I’ll be honest, I’m a horrible reader. As a writer, I’m pretty sure I should be reading 100x more than I usually do – so I’m trying to amp up my literary chops with five fantastic adventurous books. As I complete each publication (bear with me, I read at a sloth’s pace), they’ll get their own individual reviews, but here are the five books that will keep my nose buried deep in their pages throughout the summertime.
Great American Dirtbags by Luke Mehall
If you’ve ever dreamed of living in a van, eating canned beans for days at a time, and showering at a rate that would make your mother rather upset, this book by Luke Mehall will put you in the kind of mood where you seriously consider quitting your job to go live in the desert.
Here’s all you really need from this book to make you know you need to read it (okay, and there’s a video too):
Where do we look from hope, for America, the planet, for the human race? The dirtbags.
[vimeo 92872767 w=500 h=281]
Slow is Fast with Dan Malloy, Kanoa Zimmerman, and Kellen Keene
When I think about writing my own book, I shudder at the thought of just cranking out a novel. It’s 2014, y’all – media is changing, and it’s wonderful when books adapt too. Slow is Fast achieves a balance of classic print form with the digital space – the book itself combines storytelling and compelling photography, all of which is complemented by an included DVD.

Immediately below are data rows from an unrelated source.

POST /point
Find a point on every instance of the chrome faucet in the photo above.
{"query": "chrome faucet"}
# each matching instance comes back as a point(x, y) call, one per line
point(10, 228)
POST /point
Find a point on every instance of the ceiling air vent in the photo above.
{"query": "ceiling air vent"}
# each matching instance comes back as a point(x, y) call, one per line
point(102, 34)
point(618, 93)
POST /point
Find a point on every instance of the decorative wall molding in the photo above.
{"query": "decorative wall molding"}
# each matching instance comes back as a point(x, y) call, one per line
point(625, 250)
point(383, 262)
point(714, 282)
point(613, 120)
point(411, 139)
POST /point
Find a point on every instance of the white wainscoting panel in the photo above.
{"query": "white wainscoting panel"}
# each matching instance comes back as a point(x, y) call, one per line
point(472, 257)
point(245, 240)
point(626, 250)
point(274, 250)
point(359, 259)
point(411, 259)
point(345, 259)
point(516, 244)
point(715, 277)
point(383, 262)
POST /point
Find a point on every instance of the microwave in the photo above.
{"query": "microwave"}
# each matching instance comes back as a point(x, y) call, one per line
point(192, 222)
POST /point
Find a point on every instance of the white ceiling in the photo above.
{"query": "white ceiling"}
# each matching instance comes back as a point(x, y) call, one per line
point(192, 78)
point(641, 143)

This piece from Patagonia Books is simply described as “A portrait of California only accessible via human-powered travel.” I adore flipping through the pages that offer constant coastal inspiration and lifestyle bliss. It’s the kind of book you flip through and think “man, I want to live like this.” And then you watch the ~30 minute film, and all you can think about is surfing, sand, and the characters brought to life by this story.
Unbridled by Barbara McNally
I’m not quite sure how it happened, but I’ve been really feeling the “woo, yeah women!” vibes lately. This book published by Balboa Press has totally continued to fuel that fire with a memoir chronicling one woman’s journey of self-discovery, personal acceptance, and learning how to roll with life’s punches.
I’m about halfway through the book, and McNally is currently (in the story, that is) traveling through Ireland on a mission to connect with her family history. So far there have been romantic horseback rides, sultry encounters, and enchanting scenery described with imagery. Every page evokes the misty magic of Ireland, and I’m looking forward to the next destination in McNally’s trip – which I believe is Jamaica.
On The Road by Jack Kerouac
No but seriously, I still haven’t read this book. Can you believe that? One of the most iconic adventure stories of all time – and I haven’t read it yet. As you can tell from the header image, Amble munched on the book cover a little bit, but it’s still totally readable.
Packing Light by Allison Vesterfelt
This is another book that has been on my to-read list for quite some time – I actually received it as a birthday gift from Justin Fricke last year while I was out climbing at Foster Falls. Written by Allison Vesterfelt, this piece combines my love of exploring America with a journey that ditches life’s baggage in favor exploring what we really want from our lives.
The back cover of the book pretty much sums up my own personal journey: Vesterfelt starts from a point in her life where the future is filled with visions of white picket fences and a stable relationship – and then it quickly turns into a reality of flailing to figure out your life and accumulating bills, emotions, and belongings.
My favorite part of Packing Light so far? After the last page, there’s a faux library card that invites you to pass this book onto others in the spirit of refusing baggage and spreading the art of packing light.